The irony is that Friday's decision granting the extension demonstrates both of these facts rather spectacularly, even as the justices seemed to miss them: In addition to the extension, a majority of the court provided Quebec with an exemption in light of Quebec's new legislation regulating medical aid in dying. So residents of Quebec have access to a right those in the rest of Canada do not, albeit temporarily, as individuals in other provinces must apply to a court for a personal exemption to seek access (which may or may not be granted).

Adding insult to injury, the majority of the top court cautions us that this exemption "should not be taken as expressing any view as to the validity" of Quebec's law. Got that? The suspension means – from a legal point of view – that old criminal law remains in place. Quebec's law should therefore be considered invalid, as it conflicts with the criminal law, except for the fact a Quebec court recently upheld the law because the Supreme Court had struck down the criminal law. The Supreme Court itself has not had its say on this, but by granting the exemption to Quebec, the court undermines the very basis for the suspended declaration and its extension, which are premised on the idea that a criminal law is necessary in the first place! Someone pass the salt for this pretzel.

The court added even more fuel to this fire by granting the federal government only four additional months, based on the time period Parliament was shut down for the election. Yet the government's claim is that assisted dying legislation is inherently complex and that it requires both a "comprehensive" regime and one where all of the provinces buy in. While federal-provincial co-operation to develop a new comprehensive regime might conceivably happen in this short of time span, it certainly rings hollow for the Court to accept the premise of complexity but then provide so little time.

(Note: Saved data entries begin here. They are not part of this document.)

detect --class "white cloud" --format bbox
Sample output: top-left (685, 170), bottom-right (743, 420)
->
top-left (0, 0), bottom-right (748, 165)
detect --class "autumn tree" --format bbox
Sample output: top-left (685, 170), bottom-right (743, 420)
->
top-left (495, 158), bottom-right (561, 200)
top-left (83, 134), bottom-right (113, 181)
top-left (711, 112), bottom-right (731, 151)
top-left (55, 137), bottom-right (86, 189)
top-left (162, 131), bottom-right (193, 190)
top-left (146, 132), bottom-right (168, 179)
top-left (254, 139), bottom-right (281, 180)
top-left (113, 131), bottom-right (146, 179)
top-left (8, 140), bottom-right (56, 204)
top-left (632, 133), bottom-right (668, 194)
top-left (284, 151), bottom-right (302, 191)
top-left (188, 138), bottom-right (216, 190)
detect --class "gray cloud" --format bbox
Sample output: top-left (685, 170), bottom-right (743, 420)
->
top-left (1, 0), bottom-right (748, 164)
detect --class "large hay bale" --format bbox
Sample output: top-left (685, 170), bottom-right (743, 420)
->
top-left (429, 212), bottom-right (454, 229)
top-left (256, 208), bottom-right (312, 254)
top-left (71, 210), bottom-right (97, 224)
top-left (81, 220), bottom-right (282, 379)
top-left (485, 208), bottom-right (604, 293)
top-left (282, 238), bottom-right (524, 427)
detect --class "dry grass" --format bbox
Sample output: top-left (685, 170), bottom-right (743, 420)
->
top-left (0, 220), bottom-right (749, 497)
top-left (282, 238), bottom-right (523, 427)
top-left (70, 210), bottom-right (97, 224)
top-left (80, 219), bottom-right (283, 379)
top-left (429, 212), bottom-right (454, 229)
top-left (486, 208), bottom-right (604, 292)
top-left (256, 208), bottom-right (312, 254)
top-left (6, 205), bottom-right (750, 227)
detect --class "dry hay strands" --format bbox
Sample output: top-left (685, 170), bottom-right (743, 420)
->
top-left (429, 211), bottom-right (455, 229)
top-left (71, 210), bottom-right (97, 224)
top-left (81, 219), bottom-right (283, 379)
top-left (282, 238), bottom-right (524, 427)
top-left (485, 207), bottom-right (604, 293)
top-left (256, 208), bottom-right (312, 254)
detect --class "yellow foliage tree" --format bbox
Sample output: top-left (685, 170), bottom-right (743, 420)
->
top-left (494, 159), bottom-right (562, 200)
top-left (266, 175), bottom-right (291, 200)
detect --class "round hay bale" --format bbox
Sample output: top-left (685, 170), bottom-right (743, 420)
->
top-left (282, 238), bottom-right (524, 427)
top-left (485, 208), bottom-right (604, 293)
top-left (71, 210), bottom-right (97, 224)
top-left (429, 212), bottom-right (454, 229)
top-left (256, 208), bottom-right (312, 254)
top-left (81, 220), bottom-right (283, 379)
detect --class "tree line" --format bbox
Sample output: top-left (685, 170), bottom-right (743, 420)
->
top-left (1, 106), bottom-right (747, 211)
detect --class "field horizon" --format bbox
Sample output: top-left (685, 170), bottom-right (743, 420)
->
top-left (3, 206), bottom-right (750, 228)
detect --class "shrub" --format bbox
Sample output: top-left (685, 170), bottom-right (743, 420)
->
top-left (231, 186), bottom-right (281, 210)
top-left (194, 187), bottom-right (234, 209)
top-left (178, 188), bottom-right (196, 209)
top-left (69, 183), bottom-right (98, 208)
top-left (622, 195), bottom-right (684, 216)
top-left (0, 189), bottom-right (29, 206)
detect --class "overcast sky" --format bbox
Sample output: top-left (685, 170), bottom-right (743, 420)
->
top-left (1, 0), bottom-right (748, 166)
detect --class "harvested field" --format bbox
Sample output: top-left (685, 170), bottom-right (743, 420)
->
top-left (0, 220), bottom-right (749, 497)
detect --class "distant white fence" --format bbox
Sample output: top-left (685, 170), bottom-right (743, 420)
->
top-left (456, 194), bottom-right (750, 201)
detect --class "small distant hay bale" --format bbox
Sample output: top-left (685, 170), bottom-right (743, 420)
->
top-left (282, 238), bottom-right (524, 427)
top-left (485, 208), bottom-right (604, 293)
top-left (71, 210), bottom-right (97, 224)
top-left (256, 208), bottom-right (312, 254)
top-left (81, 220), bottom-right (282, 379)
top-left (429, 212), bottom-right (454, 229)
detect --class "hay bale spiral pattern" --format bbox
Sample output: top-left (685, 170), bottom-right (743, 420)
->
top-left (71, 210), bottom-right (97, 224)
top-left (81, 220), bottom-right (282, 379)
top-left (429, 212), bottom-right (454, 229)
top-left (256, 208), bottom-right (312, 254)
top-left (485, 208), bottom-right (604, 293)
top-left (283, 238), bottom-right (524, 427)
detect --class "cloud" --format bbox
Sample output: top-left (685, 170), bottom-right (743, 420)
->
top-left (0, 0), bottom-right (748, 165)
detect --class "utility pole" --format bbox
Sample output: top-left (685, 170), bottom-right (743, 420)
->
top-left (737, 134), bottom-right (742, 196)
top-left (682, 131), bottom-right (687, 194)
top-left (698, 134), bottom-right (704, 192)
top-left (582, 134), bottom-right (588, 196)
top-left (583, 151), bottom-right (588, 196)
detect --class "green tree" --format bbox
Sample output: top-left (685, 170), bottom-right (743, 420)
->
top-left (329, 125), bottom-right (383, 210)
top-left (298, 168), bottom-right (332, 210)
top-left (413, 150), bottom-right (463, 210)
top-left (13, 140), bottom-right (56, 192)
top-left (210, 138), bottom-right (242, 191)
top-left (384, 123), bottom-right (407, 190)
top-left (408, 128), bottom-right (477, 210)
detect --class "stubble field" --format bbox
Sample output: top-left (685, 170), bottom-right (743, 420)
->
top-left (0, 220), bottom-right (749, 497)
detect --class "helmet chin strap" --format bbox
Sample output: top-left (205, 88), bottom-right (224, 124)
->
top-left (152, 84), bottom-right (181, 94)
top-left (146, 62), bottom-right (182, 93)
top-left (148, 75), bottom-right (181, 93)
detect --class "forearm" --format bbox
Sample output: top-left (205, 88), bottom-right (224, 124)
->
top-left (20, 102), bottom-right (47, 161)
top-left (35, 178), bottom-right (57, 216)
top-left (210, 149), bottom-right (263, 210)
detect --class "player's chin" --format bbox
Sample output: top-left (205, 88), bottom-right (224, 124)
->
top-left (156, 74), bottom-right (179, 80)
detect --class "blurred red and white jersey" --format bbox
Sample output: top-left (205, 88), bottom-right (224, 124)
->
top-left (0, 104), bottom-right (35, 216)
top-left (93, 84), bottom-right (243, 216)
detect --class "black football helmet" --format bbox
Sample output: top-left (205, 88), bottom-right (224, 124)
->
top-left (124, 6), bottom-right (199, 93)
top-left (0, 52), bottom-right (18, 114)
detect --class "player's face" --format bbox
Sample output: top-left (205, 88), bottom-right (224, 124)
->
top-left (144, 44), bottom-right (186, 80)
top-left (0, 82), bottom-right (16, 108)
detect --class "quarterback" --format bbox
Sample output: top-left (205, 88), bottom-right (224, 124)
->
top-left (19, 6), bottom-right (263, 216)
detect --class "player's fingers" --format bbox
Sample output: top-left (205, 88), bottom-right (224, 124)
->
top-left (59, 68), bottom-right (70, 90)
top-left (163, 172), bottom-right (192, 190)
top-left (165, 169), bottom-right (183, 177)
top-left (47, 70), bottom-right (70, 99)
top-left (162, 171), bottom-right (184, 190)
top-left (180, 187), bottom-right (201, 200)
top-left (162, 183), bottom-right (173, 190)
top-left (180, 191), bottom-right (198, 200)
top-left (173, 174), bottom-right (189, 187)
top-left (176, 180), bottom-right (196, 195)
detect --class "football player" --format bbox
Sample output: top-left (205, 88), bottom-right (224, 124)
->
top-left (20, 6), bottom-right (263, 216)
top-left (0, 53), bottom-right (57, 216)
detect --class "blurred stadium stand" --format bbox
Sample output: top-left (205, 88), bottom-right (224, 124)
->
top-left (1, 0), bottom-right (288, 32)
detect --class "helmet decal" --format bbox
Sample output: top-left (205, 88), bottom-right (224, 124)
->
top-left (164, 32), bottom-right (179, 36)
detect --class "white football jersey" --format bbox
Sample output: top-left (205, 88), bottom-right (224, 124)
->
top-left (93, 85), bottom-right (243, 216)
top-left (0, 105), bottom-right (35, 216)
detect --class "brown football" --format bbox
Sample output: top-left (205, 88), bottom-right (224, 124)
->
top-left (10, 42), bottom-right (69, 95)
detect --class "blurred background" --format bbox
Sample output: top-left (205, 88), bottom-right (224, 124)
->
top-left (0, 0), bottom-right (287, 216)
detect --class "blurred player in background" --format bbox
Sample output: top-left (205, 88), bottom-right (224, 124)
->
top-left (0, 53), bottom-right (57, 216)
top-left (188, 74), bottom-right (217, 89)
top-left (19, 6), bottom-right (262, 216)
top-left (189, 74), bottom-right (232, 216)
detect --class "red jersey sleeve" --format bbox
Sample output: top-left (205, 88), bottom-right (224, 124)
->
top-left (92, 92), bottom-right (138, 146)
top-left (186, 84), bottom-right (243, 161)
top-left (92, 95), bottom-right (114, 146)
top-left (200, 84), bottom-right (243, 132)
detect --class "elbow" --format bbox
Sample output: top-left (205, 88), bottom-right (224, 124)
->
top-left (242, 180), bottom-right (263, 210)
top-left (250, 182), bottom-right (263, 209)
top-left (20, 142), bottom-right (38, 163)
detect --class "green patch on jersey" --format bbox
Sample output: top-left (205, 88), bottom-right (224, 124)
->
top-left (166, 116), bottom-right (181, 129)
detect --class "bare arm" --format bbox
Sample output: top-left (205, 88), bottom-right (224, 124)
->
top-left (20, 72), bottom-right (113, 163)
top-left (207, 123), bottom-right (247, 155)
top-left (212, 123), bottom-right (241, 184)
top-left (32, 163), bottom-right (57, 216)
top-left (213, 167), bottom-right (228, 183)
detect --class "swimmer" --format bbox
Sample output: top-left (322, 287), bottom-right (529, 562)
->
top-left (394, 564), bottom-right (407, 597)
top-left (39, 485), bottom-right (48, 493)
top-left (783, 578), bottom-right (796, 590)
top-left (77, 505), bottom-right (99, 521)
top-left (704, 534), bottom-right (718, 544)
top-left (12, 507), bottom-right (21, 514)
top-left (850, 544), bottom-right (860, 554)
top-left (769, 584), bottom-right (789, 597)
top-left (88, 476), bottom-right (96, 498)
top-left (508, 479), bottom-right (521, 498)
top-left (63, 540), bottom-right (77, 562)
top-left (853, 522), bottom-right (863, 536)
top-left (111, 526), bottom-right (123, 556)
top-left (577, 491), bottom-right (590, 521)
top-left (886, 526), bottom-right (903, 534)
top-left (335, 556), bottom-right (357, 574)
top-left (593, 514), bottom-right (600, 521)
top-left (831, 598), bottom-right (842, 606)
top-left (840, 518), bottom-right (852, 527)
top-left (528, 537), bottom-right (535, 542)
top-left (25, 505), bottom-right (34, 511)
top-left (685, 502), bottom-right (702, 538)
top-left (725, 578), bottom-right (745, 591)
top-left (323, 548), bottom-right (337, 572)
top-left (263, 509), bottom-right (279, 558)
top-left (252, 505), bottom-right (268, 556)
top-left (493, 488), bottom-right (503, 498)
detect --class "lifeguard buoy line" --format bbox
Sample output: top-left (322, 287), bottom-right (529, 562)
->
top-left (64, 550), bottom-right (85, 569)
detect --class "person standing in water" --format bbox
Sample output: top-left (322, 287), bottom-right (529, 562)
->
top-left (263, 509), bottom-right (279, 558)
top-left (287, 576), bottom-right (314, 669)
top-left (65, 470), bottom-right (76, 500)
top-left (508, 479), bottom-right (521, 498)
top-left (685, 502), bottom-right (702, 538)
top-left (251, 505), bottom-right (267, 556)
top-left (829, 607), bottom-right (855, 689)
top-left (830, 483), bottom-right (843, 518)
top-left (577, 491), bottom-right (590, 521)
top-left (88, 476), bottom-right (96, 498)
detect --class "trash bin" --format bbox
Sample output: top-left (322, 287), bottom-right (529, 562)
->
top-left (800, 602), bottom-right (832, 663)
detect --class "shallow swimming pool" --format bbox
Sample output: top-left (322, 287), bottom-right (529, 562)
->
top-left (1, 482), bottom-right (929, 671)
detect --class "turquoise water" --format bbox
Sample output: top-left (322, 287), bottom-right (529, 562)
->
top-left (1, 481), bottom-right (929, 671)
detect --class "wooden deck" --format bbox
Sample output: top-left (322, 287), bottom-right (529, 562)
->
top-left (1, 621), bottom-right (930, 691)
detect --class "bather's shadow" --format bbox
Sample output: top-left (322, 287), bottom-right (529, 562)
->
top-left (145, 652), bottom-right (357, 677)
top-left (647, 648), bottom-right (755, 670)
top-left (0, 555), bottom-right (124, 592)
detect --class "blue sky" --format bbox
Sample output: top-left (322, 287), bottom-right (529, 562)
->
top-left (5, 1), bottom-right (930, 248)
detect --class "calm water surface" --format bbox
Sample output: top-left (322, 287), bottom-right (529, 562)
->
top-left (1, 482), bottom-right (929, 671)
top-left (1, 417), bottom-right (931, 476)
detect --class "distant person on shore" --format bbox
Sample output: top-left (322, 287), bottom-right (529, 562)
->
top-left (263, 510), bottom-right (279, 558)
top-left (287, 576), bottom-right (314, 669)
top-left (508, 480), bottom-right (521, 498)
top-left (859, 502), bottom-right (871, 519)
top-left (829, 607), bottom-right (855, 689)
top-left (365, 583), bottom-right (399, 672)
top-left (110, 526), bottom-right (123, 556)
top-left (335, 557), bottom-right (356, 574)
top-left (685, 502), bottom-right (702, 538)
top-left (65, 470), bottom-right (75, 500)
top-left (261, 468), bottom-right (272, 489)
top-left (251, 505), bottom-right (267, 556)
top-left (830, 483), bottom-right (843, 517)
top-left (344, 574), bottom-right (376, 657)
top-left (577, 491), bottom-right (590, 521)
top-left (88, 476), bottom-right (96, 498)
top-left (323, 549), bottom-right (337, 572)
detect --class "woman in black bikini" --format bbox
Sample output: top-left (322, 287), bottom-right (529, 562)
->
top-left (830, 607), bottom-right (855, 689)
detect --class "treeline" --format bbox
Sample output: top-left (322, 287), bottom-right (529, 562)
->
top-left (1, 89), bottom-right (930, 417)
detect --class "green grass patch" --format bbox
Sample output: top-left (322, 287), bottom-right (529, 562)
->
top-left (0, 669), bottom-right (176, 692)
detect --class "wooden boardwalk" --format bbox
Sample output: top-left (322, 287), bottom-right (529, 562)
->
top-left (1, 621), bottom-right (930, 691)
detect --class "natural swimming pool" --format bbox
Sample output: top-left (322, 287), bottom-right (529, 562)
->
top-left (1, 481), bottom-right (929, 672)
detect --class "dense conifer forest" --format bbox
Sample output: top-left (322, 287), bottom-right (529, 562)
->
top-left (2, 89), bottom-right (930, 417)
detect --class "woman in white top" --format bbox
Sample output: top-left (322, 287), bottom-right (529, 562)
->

There is one more irony worth pointing out: Had the court not suspended the effects of its 2015 decision in the first place, we almost certainly would already have a new criminal law in place by now. The previous Conservative government would not have sat idly by in the face of a complete absence of criminal law on this issue, and most likely would have enacted a new criminal law as narrowly as possible, in conformity with the baseline laid out by the court. The court clearly needs to reconsider its use of suspended declarations.

In the meantime, the court has produced one of its most questionable decisions in recent history, managing to misunderstand the policy implications of its original decision, disregard – indeed, get backward – the role of the provinces and the division of powers itself in the context of assisted dying regulation, and, most disconcertingly, paying nothing more than lip service to the rights at stake.